Business area: Web analysis
Subject: Build a DB on Webpages and link them with their referencing pages + other attributes as ref_count, ...
Condition: uniqueness of the pages (source + ref)
Target: Load + link/index 500 mio page pairs of source:target web links
HW/OS: 64 GB RAM, 16 Processors, a bunch of lousy raid 5 disk, Red Hat
Customer tried MySQL first:
Stopped after 3 days as the load was just slow and consumed to much disk space.
Next attempt PostgreSQL:
clear better use of disk space, some what faster.
After 3 days sequential loading it was easy to calculate that the 500 mio links might take 47 yrs. (without interrupts)

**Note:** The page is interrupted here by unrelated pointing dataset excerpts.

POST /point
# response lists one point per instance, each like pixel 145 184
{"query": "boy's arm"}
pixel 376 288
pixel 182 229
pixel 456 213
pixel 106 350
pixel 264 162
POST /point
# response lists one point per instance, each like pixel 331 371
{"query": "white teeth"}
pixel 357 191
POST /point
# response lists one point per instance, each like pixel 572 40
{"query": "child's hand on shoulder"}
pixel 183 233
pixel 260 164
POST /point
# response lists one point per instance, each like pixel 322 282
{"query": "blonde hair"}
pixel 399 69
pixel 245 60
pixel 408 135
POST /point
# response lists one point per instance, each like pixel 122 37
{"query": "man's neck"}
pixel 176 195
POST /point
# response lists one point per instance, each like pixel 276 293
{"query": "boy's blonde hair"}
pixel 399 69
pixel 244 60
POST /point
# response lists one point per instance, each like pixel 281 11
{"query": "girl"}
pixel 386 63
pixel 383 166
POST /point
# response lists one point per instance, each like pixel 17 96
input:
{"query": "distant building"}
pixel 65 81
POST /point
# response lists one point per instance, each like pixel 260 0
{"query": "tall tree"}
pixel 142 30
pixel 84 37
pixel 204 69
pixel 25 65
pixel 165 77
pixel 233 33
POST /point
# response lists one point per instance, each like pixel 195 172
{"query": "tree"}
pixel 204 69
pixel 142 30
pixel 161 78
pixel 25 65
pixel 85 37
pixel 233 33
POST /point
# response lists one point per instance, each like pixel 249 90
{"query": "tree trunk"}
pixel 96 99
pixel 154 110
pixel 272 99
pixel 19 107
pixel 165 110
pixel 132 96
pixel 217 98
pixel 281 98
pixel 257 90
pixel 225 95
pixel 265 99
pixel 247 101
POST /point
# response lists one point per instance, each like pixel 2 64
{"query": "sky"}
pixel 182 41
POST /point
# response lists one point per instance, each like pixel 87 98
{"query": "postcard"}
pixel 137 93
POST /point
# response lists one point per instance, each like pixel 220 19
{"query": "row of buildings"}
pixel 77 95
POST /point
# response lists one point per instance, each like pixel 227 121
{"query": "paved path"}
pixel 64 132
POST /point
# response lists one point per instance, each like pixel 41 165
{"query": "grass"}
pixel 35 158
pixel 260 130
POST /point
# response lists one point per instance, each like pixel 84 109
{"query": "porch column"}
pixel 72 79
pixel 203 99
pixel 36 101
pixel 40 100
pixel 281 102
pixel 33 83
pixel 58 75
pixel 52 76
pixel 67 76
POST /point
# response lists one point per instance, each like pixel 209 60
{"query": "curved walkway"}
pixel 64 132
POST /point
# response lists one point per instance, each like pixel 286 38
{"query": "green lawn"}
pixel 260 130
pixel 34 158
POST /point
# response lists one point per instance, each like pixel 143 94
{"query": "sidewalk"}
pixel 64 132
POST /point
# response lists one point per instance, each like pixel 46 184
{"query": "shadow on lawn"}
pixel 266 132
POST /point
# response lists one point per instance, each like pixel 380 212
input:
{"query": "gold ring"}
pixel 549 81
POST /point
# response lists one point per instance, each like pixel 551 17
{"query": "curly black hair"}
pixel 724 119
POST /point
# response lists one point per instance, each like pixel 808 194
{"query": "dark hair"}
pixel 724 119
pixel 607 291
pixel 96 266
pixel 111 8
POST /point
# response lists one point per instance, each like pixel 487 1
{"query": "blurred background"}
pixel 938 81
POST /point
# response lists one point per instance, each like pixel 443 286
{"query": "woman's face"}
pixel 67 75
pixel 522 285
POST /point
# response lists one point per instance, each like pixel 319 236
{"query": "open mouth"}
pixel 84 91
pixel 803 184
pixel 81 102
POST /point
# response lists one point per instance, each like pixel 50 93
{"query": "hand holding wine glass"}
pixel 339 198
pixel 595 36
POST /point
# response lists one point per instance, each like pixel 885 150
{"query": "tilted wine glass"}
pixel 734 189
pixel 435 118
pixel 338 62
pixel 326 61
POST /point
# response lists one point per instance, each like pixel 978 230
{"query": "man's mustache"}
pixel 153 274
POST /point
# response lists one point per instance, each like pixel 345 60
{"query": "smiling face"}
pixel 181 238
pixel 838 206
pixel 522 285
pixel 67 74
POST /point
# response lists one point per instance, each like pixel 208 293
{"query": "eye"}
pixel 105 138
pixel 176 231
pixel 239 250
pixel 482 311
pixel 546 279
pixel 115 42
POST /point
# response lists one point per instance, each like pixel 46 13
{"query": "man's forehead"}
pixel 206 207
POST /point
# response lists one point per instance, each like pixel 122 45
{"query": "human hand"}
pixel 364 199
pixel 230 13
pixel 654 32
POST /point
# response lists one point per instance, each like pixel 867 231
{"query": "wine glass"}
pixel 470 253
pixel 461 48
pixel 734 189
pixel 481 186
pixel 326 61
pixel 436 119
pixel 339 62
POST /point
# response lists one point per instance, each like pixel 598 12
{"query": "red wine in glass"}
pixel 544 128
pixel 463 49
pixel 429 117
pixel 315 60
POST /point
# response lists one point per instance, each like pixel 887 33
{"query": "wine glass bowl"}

The loader was modified to work in parallel and over time the forecast decreased below 12 yrs.
Now Caché came in:
No SQL approach anymore.
Each piece got its unique table with reverse references
- protocol (http, https, ftp, ...)
- toplevel domains (.com, .uk, .de, .it, ...)
- domains (intersystems, google, ...)
- servers (www, wrc, mail, ....)
- pages ()
- url_params() [for source only]
The loader did the spliting of URLs and was writing directly to data + index globals
To make it short : 500mio was reached after 4 days
about 10 days later we had to stop at 1.7 billion links as we ran out of data.
consumed disk storage ~ 30% of previous calculated size for competition
Customer was deeply impressed and I felt like an eagle.
Obviously it was a lot of work to get this moving
but the dramatic distance of competition payed off
and the distinc feeling that that you ride the hottest engine available.